One of the things that makes Newgarden fun to watch is that however much he's matured since he first reached IndyCar in 2012 with Sarah Fisher's small team, he retains a rookie-like indefatigable enthusiasm so that whenever he faces mid-race setbacks, he goes hard at it all over again.

"You have to, you just have to, if you want to stay in contention for the championship," he explains. "Like in the Indy GP this year, the yellow comes out and we fall to 15th or something, but we still drove our way up to seventh. And however disappointed you feel - 'Damn, we just lost a certain podium finish and we handed an easy win to our main rival' - you have to get everything you can out of the situation because you know that's exactly what that guy is going to do on another day when things have gone against him and swung our way.

"That's what you're up against every time you fight with Dixon and Ganassi. They're going to capitalise on your bad days, like they did this year, and make the most of their bad days, like they did this year. So you have to do the same.

"I race the same way every time. OK, yes, there's a little bit more flexibility in my approach if we're near the end of the year and we're leading the championship. But our overall approach is always to get the most from the day. If there's a possible win and it's going to take a slightly risky move to get it, I'm going to go for it. If I decide the risk's too great and that we could lose a lot more if it goes wrong than we could gain if it goes right, then I'm not going to take it.

"I think that's the judgment call that any decent racecar driver should constantly be making. I've gotten that wrong in the past because I lean more toward aggression than safety, for sure. That's just my style, where I don't ever want to settle. If I feel I've been in a winning situation and it's been ripped away from us, that's when I sometimes get myself into trouble. But I honestly don't feel like we did that this year."

That same competitive day-to-day mindset is something that Newgarden also applies to the big picture, the title battle. So when Dixon was well over 100 points ahead, Newgarden and Team Penske as a whole simply kept filling his mirrors in the metaphorical sense, kept up the pressure, went for broke. Between them, Newgarden and Power won five of the final six races.

That final stint in the finale at St. Petersburg was particularly satisfying to watch for Newgarden fans. After staving off a cold-tyre challenge from Pato O'Ward following a restart, the leader cut loose, set his fastest laps of the race and pulled away. It looked like an ace driver exulting in his art, despite knowing such efforts were futile in championship terms because Dixon was in the comfortable third he needed.

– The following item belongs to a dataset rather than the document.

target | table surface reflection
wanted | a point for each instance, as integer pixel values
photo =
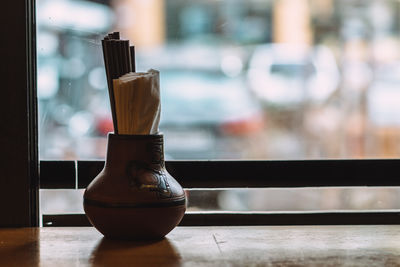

As he puts it, "I'm not trying to do something stupid but this is the last chance I get to rag the car around the track for a while".

"I also wanted fastest lap, because it was the only thing I could do to showcase what we'd been doing all year - running at or near the front and fighting," he says. "That's all we could do in the circumstances.

"Listen, I don't want to give the impression that Scott is just lucky. Heck, I'm sure there have been years where he's been on the other end of it, when he felt he should have won the championship and didn't. It's just that in 2020, I thought we were better more often than them, but they did their usual excellent and steady job and grabbed it whenever things didn't go our way.

"In those circumstances, all we can do is hold our heads high and say we did everything within our power. And next year we will continue to do that, but with some improvements, and hopefully that will be enough to get the job done."